Gelenekten gelen türküleri kendine has üslubuyla icra eden Ertaş, 2000’de İstanbul’da verdiği konserle sevenlerinin karşısına yıllar sonra yeniden çıktı.

“Devlet Sanatçısı” unvanını reddetti.

Ertaş, Süleyman Demirel’in cumhurbaşkanlığı döneminde kendisine teklif edilen “Devlet Sanatçısı” unvanını ise “Herkes bu devletin sanatçısı” diyerek kabul etmedi.
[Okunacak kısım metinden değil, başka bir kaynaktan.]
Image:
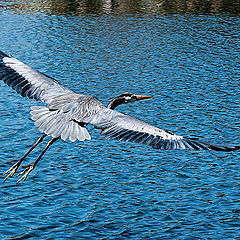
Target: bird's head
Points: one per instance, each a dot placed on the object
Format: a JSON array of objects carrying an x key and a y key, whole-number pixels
[{"x": 126, "y": 98}]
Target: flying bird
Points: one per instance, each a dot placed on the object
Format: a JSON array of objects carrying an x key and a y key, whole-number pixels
[{"x": 66, "y": 115}]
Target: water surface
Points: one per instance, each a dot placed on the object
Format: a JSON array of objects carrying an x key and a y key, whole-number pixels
[{"x": 102, "y": 189}]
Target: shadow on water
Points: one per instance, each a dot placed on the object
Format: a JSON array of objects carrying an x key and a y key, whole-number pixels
[{"x": 74, "y": 7}]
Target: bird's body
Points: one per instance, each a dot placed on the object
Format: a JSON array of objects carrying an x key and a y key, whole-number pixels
[{"x": 67, "y": 114}]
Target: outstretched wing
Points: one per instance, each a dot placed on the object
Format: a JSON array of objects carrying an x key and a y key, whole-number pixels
[
  {"x": 29, "y": 82},
  {"x": 123, "y": 127}
]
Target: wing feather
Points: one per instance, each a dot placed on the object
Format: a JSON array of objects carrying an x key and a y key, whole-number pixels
[
  {"x": 119, "y": 126},
  {"x": 29, "y": 82}
]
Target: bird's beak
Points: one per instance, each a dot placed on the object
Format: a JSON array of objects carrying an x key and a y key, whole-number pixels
[{"x": 141, "y": 97}]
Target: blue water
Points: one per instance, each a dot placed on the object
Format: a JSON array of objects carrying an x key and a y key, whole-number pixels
[{"x": 102, "y": 189}]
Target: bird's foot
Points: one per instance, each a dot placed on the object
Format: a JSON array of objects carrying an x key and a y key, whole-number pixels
[
  {"x": 12, "y": 170},
  {"x": 25, "y": 173}
]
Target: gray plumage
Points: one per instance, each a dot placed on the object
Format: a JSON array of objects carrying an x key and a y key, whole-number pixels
[{"x": 68, "y": 113}]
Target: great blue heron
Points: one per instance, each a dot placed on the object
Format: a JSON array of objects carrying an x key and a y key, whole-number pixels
[{"x": 67, "y": 114}]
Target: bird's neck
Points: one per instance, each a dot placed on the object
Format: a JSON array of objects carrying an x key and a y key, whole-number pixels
[{"x": 115, "y": 102}]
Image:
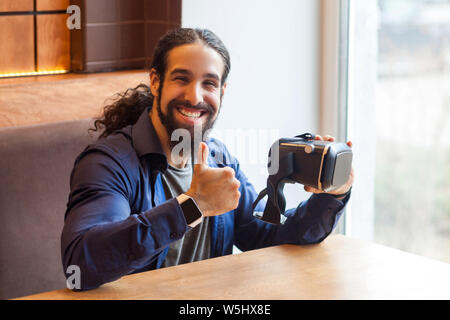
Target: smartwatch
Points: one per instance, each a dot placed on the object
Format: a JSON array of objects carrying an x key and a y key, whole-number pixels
[{"x": 191, "y": 212}]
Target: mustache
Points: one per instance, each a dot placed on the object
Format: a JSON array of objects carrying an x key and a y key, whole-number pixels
[{"x": 201, "y": 106}]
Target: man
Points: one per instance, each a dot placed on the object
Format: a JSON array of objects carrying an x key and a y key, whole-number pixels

Abdallık kültürünün son efsanesi olarak bilinen Ertaş, hayatta olduğu dönemde “Unesco Somut Olmayan Kültürel Mirasın Korunması Sözleşmesi” kapsamında Kültür ve Turizm Bakanlığı’nca “Yaşayan İnsan Hazinesi” ilan edildi.

Eserlerinde Anadolu insanının acı ve kederini dile getirdiğini ifade eden Ertaş’a, İstanbul Teknik Üniversitesi Devlet Konservatuvarı tarafından 2011’de fahri doktora unvanı verildi.

Aynı zamanda sanatçının bağlamadaki tavrı ve türküleri konservatuvarlarda ders olarak okutuldu. Hayatı ve eserleri Prof. Dr. Erol Parlak tarafından iki ciltlik bir kitap halinde yayımlanan Neşet Ertaş, 25 Eylül 2012’de İzmir’de prostat kanserine yenik düşerek 74 yaşında vefat etti.